# Passport close to expiration - travel?



## Kaia

I live in Germany on an unlimited permit (unbegrenzte Aufenthaltsgenehmigung). My passport will expire in March. I'm planning to travel to Norway for a week over the New Year. Will I be permitted to enter Norway with a passport that's not valid for three months? Will I be permitted to re-enter Germany? Will Lufthansa cause problems?
As both Norway and Germany are Schengen countries, I wouldn't be worried if I weren't flying.
Has anyone been in a similar situation?
Thanks!
Kaia


----------



## James3214

I assume you have a US passport, but I would assume the advice for you would be the same as it is for UK passport holders and they are advised on the Foreign Office site as follows:

_Entry Requirements - Passport validity 
You must hold a valid passport to enter Norway. Your passport must be valid for the proposed duration of your stay. No additional period of validity beyond this is required. However, it is always sensible to have a short period of extra validity on your passport in case of any unforeseen delays to your departure. You do not have to wait until your old passport expires to apply to renew it. Any time left on your old passport when you apply will be added to your new passport, up to a maximum of nine months. For passport applications in the UK, you should apply to the Identity and Passport Service._

So I guess you will be okay?


----------



## James3214

Hold on, I think you might be in trouble...if you have a US passport that is!

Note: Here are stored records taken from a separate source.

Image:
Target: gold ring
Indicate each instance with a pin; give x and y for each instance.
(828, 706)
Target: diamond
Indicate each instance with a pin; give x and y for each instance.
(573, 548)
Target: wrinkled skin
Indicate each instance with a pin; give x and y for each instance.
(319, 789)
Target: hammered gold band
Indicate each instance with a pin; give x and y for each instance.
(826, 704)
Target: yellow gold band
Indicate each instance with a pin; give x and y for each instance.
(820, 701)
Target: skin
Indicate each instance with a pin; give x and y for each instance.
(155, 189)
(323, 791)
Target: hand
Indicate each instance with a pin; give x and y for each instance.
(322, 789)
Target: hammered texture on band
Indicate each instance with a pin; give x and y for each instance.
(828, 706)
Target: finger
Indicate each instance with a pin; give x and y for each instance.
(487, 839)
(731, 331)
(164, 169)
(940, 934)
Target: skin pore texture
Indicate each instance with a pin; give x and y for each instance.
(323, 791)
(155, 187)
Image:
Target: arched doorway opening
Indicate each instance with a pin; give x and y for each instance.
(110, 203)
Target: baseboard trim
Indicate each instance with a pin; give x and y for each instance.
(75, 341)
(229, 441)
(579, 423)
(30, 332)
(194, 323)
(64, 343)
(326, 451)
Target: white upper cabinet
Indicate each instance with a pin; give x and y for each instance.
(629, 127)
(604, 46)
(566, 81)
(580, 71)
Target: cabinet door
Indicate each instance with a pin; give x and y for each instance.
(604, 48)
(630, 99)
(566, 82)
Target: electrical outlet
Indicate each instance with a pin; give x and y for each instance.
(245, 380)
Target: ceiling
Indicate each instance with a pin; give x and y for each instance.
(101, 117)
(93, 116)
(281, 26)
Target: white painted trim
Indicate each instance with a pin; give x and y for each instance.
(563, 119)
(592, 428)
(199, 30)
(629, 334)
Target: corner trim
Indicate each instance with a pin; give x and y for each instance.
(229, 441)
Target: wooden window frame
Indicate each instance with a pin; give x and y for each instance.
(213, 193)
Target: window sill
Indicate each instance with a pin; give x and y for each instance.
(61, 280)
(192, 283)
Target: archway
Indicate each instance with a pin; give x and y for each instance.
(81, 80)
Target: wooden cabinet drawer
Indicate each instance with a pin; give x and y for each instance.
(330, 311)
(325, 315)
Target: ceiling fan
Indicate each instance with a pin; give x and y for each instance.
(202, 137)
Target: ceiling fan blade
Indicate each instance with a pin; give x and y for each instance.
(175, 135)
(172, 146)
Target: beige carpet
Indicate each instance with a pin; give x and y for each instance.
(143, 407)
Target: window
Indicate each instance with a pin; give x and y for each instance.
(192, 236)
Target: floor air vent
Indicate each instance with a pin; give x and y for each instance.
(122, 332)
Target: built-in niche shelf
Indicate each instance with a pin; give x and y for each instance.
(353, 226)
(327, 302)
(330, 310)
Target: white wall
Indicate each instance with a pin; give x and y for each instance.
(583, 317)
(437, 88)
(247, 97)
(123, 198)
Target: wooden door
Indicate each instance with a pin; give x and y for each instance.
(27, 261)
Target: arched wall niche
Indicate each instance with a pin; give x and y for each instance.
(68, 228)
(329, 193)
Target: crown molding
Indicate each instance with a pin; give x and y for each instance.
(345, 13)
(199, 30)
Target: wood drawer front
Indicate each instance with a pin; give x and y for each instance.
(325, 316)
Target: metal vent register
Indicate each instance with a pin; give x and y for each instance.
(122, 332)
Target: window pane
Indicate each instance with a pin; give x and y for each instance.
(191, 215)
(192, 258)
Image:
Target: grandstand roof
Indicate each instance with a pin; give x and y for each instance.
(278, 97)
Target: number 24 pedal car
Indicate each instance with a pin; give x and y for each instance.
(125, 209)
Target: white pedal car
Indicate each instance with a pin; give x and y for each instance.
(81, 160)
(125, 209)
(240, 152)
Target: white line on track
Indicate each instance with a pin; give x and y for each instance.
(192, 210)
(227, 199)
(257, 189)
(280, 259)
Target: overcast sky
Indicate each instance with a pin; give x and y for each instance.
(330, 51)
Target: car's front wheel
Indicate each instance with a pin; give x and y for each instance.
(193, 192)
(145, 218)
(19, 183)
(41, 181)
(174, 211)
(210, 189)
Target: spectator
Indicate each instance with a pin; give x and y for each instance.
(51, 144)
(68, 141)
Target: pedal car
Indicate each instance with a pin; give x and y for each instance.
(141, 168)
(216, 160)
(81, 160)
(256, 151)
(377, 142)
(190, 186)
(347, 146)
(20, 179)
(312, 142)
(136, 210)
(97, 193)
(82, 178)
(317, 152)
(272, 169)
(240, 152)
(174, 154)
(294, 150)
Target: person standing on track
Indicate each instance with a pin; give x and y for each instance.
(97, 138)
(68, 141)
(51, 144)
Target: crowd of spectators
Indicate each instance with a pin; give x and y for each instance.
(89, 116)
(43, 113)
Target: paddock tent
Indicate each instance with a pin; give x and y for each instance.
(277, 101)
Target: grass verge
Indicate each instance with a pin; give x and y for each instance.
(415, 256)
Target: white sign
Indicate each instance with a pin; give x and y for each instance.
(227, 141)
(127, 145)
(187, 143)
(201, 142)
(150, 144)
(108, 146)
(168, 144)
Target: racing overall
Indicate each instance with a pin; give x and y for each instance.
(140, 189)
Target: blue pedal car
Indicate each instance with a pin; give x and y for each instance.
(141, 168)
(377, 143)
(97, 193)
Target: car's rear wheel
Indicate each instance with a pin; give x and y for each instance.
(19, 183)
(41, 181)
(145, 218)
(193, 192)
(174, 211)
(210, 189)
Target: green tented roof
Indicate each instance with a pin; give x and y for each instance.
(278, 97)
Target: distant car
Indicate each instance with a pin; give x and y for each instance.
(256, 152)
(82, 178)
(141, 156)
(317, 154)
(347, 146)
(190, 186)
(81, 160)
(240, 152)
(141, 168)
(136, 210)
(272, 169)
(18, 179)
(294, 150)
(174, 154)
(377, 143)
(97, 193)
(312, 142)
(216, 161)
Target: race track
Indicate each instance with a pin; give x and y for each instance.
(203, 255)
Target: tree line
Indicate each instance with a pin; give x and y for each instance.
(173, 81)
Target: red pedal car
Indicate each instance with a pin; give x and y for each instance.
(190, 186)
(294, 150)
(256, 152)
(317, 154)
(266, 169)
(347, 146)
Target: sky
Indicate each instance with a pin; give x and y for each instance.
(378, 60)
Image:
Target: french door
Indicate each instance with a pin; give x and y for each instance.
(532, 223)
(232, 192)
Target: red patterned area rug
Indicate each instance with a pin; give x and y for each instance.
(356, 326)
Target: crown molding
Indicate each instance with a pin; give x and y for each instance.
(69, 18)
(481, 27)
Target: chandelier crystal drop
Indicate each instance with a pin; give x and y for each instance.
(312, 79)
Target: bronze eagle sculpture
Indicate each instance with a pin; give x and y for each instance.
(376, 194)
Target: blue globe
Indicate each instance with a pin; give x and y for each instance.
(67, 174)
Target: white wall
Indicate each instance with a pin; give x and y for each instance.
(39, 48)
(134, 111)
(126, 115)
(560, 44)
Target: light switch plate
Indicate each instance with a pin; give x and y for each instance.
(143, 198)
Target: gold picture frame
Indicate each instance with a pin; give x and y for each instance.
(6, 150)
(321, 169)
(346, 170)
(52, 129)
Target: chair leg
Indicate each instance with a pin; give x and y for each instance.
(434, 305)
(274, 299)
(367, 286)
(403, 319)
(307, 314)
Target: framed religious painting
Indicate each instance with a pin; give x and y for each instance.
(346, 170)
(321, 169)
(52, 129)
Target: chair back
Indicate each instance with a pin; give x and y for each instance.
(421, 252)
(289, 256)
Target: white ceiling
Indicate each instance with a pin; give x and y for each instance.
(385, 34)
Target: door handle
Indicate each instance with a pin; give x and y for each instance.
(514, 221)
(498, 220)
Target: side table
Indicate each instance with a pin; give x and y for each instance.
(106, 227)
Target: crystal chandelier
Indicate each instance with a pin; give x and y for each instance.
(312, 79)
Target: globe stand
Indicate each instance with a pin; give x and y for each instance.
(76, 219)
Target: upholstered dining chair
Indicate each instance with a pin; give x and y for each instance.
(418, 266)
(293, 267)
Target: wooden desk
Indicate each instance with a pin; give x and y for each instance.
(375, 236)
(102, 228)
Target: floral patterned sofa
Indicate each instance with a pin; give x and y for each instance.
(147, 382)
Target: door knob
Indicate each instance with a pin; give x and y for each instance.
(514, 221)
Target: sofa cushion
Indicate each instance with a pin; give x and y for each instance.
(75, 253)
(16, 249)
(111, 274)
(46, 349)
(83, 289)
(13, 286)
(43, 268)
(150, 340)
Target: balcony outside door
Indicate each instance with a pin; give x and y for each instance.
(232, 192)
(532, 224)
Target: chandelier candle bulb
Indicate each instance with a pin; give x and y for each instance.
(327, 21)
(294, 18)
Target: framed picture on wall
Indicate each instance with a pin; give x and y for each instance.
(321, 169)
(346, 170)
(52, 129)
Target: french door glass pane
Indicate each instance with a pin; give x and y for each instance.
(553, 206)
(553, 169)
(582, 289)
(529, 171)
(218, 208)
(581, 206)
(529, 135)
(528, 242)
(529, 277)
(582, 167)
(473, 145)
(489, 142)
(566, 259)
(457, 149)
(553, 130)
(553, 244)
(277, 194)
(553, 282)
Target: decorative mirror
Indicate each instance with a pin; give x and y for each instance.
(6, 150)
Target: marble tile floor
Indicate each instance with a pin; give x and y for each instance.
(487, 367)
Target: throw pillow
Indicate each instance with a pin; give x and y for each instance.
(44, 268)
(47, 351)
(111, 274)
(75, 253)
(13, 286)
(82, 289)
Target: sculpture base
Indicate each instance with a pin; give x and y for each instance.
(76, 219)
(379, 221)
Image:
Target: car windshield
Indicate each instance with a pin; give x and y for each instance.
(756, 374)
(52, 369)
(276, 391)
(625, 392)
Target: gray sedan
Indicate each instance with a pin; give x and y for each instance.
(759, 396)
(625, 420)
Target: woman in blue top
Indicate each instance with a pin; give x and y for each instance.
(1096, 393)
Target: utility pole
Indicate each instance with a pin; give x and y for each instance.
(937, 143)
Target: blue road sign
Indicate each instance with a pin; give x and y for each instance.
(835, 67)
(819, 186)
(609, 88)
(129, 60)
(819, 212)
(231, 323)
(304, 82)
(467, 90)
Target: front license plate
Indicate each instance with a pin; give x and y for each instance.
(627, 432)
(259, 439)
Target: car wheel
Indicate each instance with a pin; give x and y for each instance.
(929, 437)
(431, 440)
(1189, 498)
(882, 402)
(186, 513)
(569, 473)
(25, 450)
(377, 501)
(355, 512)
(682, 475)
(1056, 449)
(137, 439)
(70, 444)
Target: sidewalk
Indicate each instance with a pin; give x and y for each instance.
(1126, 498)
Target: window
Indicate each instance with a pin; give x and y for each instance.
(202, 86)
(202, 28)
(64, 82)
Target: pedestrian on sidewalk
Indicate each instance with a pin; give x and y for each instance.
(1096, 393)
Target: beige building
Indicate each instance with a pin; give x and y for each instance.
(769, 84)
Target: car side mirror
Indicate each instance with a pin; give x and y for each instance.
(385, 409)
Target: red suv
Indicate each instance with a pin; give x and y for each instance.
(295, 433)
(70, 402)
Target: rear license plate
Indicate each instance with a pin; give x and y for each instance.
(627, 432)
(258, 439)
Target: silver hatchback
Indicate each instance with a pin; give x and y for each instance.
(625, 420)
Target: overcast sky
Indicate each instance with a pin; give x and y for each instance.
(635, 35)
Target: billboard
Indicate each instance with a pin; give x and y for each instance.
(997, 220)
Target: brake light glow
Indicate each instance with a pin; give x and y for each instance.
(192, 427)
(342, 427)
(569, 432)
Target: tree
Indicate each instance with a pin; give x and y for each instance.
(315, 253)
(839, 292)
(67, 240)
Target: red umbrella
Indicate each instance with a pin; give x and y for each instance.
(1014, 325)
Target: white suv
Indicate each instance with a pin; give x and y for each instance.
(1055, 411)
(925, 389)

_ENTRY / EXIT REQUIREMENTS FOR U.S. CITIZENS: Norway is a party to the Schengen Agreement. As a U.S. citizen, you may enter Norway for up to 90 days for tourist or business purposes without a visa. *Your passport should be valid for at least three months beyond the period of stay.* For further details about travel into and within Schengen countries, please see our fact sheet. _

Norway


----------



## Kaia

Thanks!
I fear you're right. It's a US passport and the Norwegian embassy's site says the same thing. Lufthansa tells me I can get a temporary passport from the embassy. I hope she's right!


----------



## Kaia

Here's how the situation has developed - in case anyone else is in a similar position:

- The airline recommended getting a temporary (emergency passport).
- The Norwegian embassy in Germany confirmed that the rules are as James stated (above) but said it would unlikely that I would have problems at the airport in Oslo.
- When I called the American embassy in Berlin, it turned out that the time between application and receipt of a renewed passport is considerably less than the 4-6 weeks (+ additional week for transport between Germany and the US). I was told I could have a new passport in 10 days or so if I turned in the application in person. So it was off to Berlin yesterday where I was in and out of the embassy in less than 30 minutes. Friendly people, no complications. (Thanks! if embassy personnel is reading this.) And thanks to James for answering.
Kaia


----------



## James3214

Thanks for the update Kaia. 
Actually, I am in a similar situation with renewing my UK passport. I sent it off 10 days ago and waiting to receive the new one back. It's worrying because I have to travel to Austria next weekend and although it's in Schengen and I have no passport checks to go through, I could have problems if anyone checks or asks for it. I have the original photocopy and other ID but I am just hoping that I get it back before I travel.


----------



## Kaia

Another update:
I got my new passport within 10 or 12 days. However, since I don't have a driver's license I was in the absurd situation of not having ID at the post office, first to pick up a package, then to pick up the passport, which was sent registered mail. I showed my old passport, which the embassy had invalidated, and couldn't convince the employee to give me my package. "But you can see that it was just invalidated two days ago." "Doesn't matter, it's invalid." "But it's the same picture and the same name as on the address ..." "You could have changed your name ..." It was clear that arguing that I'm the same person, even if I HAD in the space of a few days, ordered merchandise under one name and then changed that name, was going to get me nowhere. I emptied all my cards onto his counter, he pounced on the Postbank card and the problem was solved. So I avoided the situation of having my only valid ID in the envelope I need to identify myself in order to receive.
The trip to Norway was lovely and not once did I have to show any ID. Not even at the airport.
Kaia


----------